Threat intelligence allows you to prioritise your response to actual threats, deprioritising theoretical attacks that ‘could’ happen. The goal is to deploy your defences against the things most likely to affect you. If you were forced to pick one, it would be better to patch a ‘low’ rated vulnerability that is being actively exploited against your peers than to patch a ‘critical’ vulnerability which isn’t affecting anyone.
If I had 100 brand new WordPress servers with the username and password admin:admin and 100 brand new Windows servers without the patch for MS17-010, the Wannacry ransomware vulnerability, I would ask my team to fix the MS17-010 first as I know it’s being exploited in the wild.
What Intelligence Came From This Experiment?
While I would have loved to pick apart an actual attack on the honeypot, the absence of a result can still give useful information sometimes. Unfortunately, based on this one-off experiment* I can only hypothesise that nobody is scanning IP addresses in that range for new WordPress installations with the intent of brute-forcing the administrator password.
Other data sources show that brute-force attacks are being conducted on established sites. These sites are discoverable through search engines and referral links. Therefore, it is the discovery element of this attack vector, hunting for new targets by IP, which is not a significant threat. Once a site becomes known it’s almost certain that the weak password would be exploited.

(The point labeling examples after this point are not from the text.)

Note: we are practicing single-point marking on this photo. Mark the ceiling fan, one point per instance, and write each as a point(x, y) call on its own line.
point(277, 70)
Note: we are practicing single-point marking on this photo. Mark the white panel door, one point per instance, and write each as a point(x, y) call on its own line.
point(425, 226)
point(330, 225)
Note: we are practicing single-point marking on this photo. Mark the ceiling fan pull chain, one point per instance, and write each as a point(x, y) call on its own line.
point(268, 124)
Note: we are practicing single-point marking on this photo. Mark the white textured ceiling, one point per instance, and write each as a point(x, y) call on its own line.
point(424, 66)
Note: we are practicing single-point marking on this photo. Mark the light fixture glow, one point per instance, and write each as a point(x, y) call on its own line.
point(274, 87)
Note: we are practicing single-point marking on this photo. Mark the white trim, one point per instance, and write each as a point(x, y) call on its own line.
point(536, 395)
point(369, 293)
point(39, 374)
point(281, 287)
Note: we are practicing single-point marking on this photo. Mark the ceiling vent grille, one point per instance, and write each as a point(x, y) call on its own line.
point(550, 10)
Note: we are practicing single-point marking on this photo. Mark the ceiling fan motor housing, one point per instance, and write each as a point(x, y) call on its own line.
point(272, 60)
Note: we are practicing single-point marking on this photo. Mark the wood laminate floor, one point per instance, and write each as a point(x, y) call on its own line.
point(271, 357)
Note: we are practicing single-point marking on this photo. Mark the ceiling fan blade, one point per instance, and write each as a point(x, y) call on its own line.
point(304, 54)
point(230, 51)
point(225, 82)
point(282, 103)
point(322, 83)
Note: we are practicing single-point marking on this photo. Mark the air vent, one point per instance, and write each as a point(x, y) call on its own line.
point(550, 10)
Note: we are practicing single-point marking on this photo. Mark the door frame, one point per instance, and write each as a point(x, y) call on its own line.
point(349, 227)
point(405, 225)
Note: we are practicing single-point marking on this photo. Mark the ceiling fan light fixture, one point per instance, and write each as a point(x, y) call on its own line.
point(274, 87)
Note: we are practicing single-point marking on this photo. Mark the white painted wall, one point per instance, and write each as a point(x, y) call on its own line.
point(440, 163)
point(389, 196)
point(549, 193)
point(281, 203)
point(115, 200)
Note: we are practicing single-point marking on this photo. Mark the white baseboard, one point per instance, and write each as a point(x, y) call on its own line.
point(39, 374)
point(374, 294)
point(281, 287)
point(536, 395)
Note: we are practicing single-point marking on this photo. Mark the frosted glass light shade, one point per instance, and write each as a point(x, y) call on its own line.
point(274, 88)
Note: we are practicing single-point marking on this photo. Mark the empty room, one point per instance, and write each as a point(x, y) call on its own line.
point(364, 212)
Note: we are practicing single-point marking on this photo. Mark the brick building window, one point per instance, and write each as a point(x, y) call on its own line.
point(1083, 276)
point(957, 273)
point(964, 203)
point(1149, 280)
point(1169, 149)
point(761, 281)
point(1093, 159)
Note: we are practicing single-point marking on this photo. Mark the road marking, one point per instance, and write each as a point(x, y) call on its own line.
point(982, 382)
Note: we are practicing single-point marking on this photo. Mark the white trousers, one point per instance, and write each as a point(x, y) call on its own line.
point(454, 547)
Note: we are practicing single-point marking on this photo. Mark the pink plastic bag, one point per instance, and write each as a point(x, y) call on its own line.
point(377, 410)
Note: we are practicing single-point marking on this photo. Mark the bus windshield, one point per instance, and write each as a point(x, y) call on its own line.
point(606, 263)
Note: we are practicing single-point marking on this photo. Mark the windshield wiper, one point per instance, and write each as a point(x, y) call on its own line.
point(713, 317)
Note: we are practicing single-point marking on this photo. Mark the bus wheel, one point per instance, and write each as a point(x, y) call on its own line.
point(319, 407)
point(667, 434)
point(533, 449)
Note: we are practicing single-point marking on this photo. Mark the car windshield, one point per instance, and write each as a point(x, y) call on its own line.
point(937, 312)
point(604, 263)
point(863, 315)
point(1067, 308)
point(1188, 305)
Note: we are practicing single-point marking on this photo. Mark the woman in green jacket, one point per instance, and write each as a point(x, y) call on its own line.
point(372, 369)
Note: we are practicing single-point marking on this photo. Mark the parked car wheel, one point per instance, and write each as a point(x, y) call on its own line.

*If I was building my own threat intelligence capability the server would live on indefinitely. There would be many more data capture points with the same, similar, and other configurations. Threat intelligence comes from everywhere, not just honeypots. Honeypots just make it easier to spot threats as legitimate users never see them.
This was a scratch on the surface of how threat intelligence works. We observe what’s happening in the real world and use it to make informed decisions. Where to allocate our people, time, and money. For most people and companies the size of the cybersecurity problem is far greater than resource they have to fight it. By prioritising correctly we can minimise as much risk as possible without fixing everything at once.